Colette MELOT : PJL de Finances pour 2020 - Enseignement scolaire


Le budget de la mission Enseignement scolaire pour l’année 2020 atteint 74 milliards d’euros en crédits de paiement, soit 1,2 milliard d’euros supplémentaire par rapport à 2019. Il représente le premier poste de dépense de la Nation et témoigne de la volonté du Gouvernement de poursuivre les efforts engagés en direction de l’égalité des chances et de l’acquisition des savoirs fondamentaux.


Le Gouvernement a fait le choix de renforcer les moyens du premier degré au détriment du second. Le programme 140 consacré à l’enseignement scolaire public du premier degré traduit cette volonté avec le dédoublement des classes de CP, CE1 en REP et REP+ étendu aux grandes sections de maternelle de ces mêmes zones, le plafonnement progressif des effectifs à 24 élèves par classe en grande section, CP et CE1, ainsi que l’entrée en vigueur depuis la rentrée de l’abaissement de l’âge obligatoire de scolarité à 3 ans.


Les réformes pour renforcer la scolarisation des élèves présentant un handicap en milieu ordinaire se poursuivent. Le Ministre se donne trois ans pour faire de l’école républicaine une école véritablement inclusive. Le recrutement de plus de 4000 AESH cette année (rattachés au programme 230), la transformation des contrats des AESH en CDD de trois ans, ainsi que le déploiement de 3 000 pôles inclusifs d’accompagnements localisés sont des avancées importantes.

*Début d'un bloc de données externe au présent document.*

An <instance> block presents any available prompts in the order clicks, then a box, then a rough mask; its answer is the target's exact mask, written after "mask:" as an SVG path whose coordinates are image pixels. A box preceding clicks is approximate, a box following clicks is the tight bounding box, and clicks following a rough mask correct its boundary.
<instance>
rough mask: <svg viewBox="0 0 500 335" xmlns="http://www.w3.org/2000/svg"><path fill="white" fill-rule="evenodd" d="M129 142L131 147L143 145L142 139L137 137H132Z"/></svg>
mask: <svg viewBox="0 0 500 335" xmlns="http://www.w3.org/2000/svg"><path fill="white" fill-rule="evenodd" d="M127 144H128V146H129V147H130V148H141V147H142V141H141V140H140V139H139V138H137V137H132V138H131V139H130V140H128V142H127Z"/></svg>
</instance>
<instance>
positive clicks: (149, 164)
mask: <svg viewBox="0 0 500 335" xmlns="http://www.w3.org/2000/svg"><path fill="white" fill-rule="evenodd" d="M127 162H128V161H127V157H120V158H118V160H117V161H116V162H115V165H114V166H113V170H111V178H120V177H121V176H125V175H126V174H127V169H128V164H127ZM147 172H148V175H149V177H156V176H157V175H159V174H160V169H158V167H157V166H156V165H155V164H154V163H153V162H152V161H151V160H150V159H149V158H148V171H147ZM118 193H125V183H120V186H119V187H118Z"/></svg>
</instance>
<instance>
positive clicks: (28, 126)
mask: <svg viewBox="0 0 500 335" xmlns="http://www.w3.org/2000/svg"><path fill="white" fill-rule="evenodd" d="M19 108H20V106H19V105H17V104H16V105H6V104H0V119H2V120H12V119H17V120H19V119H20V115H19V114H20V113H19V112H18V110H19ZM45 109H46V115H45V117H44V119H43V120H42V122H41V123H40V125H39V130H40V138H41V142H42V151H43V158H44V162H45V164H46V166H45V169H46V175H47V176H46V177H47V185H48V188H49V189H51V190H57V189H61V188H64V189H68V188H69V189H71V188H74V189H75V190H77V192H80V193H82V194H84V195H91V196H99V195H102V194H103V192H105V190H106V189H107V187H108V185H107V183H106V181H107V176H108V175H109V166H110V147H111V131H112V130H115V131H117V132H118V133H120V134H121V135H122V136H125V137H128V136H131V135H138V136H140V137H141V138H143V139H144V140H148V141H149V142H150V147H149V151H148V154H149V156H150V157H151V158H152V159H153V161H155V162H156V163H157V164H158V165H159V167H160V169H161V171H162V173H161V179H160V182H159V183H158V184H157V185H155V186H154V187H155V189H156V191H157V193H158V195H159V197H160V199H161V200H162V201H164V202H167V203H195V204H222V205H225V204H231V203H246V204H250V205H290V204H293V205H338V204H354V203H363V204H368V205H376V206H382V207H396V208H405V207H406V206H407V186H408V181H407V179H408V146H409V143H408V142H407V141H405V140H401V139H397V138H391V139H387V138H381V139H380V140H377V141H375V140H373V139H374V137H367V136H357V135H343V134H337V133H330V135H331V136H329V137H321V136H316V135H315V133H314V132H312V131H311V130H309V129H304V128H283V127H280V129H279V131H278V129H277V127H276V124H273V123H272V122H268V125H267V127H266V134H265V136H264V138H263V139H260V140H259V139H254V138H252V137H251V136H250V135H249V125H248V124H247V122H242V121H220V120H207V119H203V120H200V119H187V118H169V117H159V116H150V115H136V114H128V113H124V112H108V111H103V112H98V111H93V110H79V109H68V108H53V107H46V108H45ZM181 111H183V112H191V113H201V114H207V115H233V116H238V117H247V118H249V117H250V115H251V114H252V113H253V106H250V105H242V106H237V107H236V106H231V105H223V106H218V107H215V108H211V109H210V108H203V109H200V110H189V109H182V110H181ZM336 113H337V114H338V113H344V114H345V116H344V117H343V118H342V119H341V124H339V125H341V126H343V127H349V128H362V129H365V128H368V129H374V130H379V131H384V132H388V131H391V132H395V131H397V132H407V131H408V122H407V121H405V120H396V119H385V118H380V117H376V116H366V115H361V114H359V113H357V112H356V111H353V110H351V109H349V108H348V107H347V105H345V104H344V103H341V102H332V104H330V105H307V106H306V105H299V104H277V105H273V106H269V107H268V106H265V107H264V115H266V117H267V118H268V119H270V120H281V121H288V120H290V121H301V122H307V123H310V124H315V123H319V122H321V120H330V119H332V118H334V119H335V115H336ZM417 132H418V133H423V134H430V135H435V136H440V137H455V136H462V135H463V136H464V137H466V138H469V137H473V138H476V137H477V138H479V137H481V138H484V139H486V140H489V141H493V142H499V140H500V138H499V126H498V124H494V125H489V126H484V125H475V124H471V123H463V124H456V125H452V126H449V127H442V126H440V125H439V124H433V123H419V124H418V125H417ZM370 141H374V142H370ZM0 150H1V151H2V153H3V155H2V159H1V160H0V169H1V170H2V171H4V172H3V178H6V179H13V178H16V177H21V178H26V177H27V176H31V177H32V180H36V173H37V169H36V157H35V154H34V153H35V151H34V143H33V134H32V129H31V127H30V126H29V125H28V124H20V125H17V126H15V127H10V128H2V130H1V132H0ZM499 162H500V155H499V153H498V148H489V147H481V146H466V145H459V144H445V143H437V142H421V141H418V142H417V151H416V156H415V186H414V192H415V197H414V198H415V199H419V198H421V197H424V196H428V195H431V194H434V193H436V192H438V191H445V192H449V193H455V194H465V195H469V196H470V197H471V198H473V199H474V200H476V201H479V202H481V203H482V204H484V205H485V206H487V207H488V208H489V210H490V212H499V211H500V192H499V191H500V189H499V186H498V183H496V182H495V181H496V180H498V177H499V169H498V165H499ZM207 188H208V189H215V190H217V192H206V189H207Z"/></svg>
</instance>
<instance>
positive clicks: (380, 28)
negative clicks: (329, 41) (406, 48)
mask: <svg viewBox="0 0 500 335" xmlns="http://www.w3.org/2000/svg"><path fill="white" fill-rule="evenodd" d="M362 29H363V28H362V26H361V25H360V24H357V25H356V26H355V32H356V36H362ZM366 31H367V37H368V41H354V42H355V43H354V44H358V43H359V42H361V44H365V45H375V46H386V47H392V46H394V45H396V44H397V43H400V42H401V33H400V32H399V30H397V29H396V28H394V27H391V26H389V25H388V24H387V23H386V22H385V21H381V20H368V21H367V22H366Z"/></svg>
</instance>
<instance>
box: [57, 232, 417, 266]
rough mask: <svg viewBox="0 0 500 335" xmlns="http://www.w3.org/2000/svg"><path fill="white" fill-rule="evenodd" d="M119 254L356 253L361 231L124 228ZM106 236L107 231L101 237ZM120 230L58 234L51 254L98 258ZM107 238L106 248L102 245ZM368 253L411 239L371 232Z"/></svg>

Nous devons continuer sur cette voie pour valoriser le métier d’accompagnant d’élèves en situation de handicap et améliorer le taux d’encadrement particulier des enfants qui en ont besoin. L’école et plus largement l’enseignement scolaire doit être le lieu qui gomme les différences et accompagne chacun sur la voie de l’émancipation et de la réussite.


Ce programme contient également les premières mesures destinées à simplifier le travail des directeurs d’école avec une journée supplémentaire de décharge leur permettant de ne pas tenir une classe ainsi qu’un allègement de charge administrative.


Le programme 141 de la mission porte sur l’enseignement scolaire public du second degré. Il finance notamment la nouvelle obligation de formation pour les 16-18 ans. Nous regrettons la suppression de 440 postes au sein de ce programme, redirigés vers l’enseignement du premier degré. Si la lutte contre le décrochage scolaire commence dès l’école maternelle, le collège et le lycée sont les moments les plus sensibles pour les jeunes les plus exposés au décrochage scolaire. L’allongement des durées d’enseignement à travers la généralisation des heures supplémentaires pour les enseignants ne pourra remplacer pleinement les postes supprimés. D’autre part, la revalorisation du métier d’enseignant, tant en termes d’image que de salaire reste une priorité.


Le programme 230 consacré à la vie de l’élève bénéficie de la plus importante hausse, avec +5,11% de crédits supplémentaires, bénéficiant en grande partie au financement de l’école inclusive. Il consacre également les crédits réservés à la lutte contre le harcèlement scolaire, dont plus de 11% des élèves sont victimes. Ces crédits serviront au financement de plateformes de signalement de situation de harcèlement et, en particulier, de cyber-harcèlement. La vie de nombreux enfants peut basculer à cause d’insultes, de moqueries ou de photos postées sur les réseaux sociaux, et leur scolarité peut vite devenir un calvaire.


Au sein du programme 143, nous devons poursuivre nos efforts pour valoriser l’enseignement agricole notamment auprès des jeunes élèves urbains. Ils sont plus de 208 000 élèves à s’engager dans cette voie, mais ces effectifs baissent d’année en année.


Monsieur le Ministre, j’aimerais attirer votre attention sur une problématique souvent occultée des débats publics. 60% des jeunes vivent en dehors des grandes métropoles. Comme le dit la présidente de l’association Chemin d’Avenir, Salomé Berlioux : « Un jeune qui a grandi dans le Puy-de-Dôme ou les Vosges a moins accès à l’information, moins de figures modèles auxquelles s’identifier pour choisir un métier, moins confiance en lui, moins de mobilité. » Cette accumulation d’obstacles fait qu’une grande partie de la jeunesse issue de la France périphérique reste prisonnière d’un plafond de verre et n’a pas la liberté de choisir son avenir.


Pour paraphraser les mots de Nelson Mandela, je dirais que l’éducation est une arme d’intelligence massive. Nous rêvons d’une école qui soit le lieu de tous les savoirs, un temple de la culture partagée, de la tolérance. Une école du courage, de la saine curiosité, où l’on apprend aussi le respect de la République et de ses valeurs. Voilà ce que nous souhaitons pour nos enfants, et ce que nous souhaitons pour chaque citoyen. Nous voterons le budget de cette mission.